The Guardian's mention of Mumbles is also new, but it would seem to be explained by the report in The Times that the 'constable at Aberavon' who 'observed, at 7.30pm on Sunday night [2 February 1913], an airship going over Swansea Bay and the Mumbles' (p. 6) -- so it's not a new report. However, it also says that 'Several other people declare they observed the outline of an airship carrying a light', presumably at Aberavon. This is confirmed by the Daily Express's report that an airship 'was seen at Port Talbot, near Swansea, about 6.30 p.m. on Sunday by a policeman and several other people' (p. 1). Aberavon is actually the old part of Port Talbot, which is about four miles from Neath, so that may account for the Guardian's confusion. The discrepancies in the time given for the sighting, an hour apart, may be explained by the fact that Constable Church watched the airship for an hour, according to yesterday's Globe.

The Express suggests that the Aberavon airship is 'presumably the same one' seen the following night [2 February 1913] at Greenmeadow (here Tongwynlais)

by two menservants of Colonel Henry Lewis. They watched it for four or five minutes, and noticed a red light at the rear.
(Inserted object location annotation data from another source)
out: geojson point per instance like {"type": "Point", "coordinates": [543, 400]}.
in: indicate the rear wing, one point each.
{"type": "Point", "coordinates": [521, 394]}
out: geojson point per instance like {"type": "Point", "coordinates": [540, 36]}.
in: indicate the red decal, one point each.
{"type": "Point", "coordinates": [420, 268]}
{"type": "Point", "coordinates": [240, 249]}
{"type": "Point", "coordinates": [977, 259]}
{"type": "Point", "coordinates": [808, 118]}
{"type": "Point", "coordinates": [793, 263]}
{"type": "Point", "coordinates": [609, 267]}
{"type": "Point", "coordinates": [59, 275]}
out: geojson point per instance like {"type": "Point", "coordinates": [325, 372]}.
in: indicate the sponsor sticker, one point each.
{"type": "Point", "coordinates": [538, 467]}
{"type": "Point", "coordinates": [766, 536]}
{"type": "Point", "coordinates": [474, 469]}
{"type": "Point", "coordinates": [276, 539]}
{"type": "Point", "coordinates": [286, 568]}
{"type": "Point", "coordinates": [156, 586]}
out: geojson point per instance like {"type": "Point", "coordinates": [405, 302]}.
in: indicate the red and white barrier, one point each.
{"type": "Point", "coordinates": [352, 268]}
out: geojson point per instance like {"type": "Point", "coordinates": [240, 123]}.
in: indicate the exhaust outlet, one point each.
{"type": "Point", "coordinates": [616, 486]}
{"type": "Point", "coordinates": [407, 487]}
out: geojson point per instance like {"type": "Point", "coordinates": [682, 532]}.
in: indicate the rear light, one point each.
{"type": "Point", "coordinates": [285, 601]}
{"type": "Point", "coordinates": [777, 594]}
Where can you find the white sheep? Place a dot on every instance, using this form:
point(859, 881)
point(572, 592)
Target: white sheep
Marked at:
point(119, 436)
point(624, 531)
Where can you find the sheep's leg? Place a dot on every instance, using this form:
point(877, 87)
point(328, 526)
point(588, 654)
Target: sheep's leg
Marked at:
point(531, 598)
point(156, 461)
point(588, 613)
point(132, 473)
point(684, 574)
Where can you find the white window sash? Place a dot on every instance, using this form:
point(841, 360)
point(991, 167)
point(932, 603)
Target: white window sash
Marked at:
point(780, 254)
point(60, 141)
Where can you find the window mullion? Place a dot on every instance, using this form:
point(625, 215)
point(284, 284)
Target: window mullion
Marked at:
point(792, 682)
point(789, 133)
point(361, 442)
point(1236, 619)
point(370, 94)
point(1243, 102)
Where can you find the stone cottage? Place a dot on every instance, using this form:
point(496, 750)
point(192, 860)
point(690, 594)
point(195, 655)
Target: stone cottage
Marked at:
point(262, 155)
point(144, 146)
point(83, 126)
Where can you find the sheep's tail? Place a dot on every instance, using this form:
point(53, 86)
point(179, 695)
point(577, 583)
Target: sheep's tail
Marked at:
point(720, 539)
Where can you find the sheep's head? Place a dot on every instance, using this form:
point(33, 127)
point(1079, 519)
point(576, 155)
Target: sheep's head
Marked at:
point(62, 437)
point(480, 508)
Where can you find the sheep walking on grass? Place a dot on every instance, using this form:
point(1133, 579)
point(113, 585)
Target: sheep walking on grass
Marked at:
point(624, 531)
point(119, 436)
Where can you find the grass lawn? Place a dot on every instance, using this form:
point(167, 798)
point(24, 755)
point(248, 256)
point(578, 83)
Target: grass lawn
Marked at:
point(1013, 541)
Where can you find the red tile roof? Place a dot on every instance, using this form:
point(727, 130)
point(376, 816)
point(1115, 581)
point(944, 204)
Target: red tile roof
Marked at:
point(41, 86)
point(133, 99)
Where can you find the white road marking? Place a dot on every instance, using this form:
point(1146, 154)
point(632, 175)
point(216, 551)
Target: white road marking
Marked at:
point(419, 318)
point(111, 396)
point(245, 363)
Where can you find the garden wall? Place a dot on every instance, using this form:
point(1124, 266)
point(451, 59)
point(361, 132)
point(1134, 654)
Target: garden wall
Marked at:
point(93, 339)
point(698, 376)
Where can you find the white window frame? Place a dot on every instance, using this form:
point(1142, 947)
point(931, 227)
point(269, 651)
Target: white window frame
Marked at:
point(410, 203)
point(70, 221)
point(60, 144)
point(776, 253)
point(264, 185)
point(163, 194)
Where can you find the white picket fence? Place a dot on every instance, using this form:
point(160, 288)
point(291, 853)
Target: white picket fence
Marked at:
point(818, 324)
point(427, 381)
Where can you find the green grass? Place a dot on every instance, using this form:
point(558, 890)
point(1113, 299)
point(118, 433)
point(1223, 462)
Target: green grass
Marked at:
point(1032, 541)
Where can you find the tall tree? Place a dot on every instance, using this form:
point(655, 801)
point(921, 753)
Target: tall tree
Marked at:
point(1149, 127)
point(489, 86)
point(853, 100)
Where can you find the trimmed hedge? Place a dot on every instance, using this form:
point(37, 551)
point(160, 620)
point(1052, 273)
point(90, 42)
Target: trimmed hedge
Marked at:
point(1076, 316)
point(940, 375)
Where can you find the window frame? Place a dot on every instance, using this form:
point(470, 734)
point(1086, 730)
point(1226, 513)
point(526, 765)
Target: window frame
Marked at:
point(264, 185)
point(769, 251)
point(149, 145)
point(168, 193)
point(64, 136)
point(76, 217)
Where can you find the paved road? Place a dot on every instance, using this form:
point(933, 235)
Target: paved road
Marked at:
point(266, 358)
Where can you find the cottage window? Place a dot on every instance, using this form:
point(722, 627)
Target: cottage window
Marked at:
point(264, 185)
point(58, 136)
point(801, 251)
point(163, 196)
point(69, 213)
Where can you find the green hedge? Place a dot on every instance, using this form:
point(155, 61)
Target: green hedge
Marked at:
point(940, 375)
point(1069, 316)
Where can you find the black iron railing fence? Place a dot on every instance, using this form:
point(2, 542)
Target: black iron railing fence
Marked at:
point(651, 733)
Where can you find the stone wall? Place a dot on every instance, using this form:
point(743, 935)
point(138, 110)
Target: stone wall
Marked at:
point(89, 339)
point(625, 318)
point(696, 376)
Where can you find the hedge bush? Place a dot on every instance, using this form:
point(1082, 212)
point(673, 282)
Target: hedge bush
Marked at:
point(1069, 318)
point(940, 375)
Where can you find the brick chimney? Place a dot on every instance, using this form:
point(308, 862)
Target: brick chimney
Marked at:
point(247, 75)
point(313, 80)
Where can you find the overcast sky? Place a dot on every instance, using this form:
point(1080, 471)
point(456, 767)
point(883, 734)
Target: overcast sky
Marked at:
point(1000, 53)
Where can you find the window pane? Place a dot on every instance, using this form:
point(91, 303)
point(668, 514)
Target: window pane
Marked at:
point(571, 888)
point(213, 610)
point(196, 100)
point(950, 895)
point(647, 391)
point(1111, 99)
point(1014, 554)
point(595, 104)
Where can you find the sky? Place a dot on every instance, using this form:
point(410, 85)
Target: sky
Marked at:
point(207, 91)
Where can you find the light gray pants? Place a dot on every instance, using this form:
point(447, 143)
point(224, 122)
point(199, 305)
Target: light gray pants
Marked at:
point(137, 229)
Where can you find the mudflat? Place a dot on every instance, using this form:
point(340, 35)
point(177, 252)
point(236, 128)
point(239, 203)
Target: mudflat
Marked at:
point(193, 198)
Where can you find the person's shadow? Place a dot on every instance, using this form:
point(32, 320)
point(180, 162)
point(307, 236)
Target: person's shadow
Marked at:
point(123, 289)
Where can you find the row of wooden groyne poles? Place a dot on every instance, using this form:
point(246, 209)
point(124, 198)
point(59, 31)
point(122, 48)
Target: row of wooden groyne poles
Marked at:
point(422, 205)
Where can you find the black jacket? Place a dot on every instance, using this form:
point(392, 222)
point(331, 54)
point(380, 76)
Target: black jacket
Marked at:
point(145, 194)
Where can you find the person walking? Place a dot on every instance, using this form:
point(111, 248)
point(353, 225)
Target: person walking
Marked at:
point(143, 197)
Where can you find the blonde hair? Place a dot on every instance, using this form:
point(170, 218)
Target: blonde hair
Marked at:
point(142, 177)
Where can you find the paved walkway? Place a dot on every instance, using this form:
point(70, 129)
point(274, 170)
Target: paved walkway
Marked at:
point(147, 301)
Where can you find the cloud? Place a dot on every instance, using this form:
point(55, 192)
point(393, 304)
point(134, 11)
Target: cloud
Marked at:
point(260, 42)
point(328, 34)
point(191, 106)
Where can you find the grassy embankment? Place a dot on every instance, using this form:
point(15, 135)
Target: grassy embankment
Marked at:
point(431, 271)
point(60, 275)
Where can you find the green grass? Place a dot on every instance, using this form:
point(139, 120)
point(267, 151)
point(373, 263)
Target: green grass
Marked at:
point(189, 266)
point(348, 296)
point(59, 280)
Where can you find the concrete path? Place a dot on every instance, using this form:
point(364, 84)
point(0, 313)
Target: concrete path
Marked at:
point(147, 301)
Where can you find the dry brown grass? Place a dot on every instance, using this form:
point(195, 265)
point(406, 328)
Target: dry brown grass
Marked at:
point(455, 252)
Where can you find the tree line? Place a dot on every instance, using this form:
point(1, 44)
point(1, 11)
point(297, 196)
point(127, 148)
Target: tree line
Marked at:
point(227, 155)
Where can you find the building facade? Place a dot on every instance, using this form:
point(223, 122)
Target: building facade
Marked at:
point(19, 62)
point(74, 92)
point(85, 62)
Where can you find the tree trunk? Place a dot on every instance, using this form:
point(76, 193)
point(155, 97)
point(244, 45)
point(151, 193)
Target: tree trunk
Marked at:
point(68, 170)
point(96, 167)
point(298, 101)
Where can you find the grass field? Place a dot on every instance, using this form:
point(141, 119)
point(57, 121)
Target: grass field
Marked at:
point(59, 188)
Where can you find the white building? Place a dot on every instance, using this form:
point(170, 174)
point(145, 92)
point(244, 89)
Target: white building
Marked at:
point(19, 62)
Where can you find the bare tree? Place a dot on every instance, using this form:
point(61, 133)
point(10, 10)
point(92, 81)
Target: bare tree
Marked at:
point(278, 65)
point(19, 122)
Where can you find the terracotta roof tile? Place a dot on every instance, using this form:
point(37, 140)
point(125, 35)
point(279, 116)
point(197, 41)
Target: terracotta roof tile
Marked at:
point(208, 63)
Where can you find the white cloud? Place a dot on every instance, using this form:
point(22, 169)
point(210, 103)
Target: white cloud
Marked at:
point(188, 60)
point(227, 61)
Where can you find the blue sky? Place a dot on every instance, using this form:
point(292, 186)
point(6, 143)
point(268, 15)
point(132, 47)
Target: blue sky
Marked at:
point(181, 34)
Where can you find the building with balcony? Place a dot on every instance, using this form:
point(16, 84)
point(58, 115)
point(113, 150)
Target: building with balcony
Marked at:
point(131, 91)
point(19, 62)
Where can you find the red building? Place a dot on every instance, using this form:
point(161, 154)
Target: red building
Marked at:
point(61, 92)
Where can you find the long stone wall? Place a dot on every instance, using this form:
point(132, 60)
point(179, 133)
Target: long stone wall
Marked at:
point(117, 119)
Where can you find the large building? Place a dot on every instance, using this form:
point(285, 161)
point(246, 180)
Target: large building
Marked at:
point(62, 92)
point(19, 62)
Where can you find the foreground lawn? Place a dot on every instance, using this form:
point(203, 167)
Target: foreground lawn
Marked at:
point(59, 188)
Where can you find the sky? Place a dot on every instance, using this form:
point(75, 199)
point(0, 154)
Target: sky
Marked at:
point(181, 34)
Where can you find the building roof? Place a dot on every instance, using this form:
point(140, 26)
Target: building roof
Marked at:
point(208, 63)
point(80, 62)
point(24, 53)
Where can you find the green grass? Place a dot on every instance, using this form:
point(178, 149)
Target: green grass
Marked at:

(The Times also mentions this sighting, but without providing any new details.) If so, this airship 'could not have reached reached Croydon by 8.45 p.m.' to account for the other airship seen on Sunday. But the Express has evidence of another airship out that night, because the witness wrote in directly to inform it:

Mr. R. Lawrance [sic] Thornton, of High Cross, Framfield, Uckfield, writes to the 'Express' that he saw an airship pass over his house -- which is about eight miles north-east of Lewes -- about 9.25 p.m. on Sunday [2 February 1913].

Which 'is no doubt the airship which [...] was seen over Croydon at 8.45 p.m.'

The Globe reports (p. 3) on more mystery aircraft seen overseas, on the frontier between Austria-Hungary and Russia:

According to the journal 'Slovo Palski' a Russian aeroplane, equipped with a searchlight, was seen manœuvring over Lemberg on Saturday evening [1 February 1913]. At Tarnopol (Galicia) likewise an aeroplane, making signals, was sighted over the town

The Daily Mail carries the same article (p. 5), identifying the source as Reuter. The 'searchlight'/'signals' sound similar to the British phantom airships, though such heavy and bulky equipment would be much harder to take aloft in an aeroplane than an airship.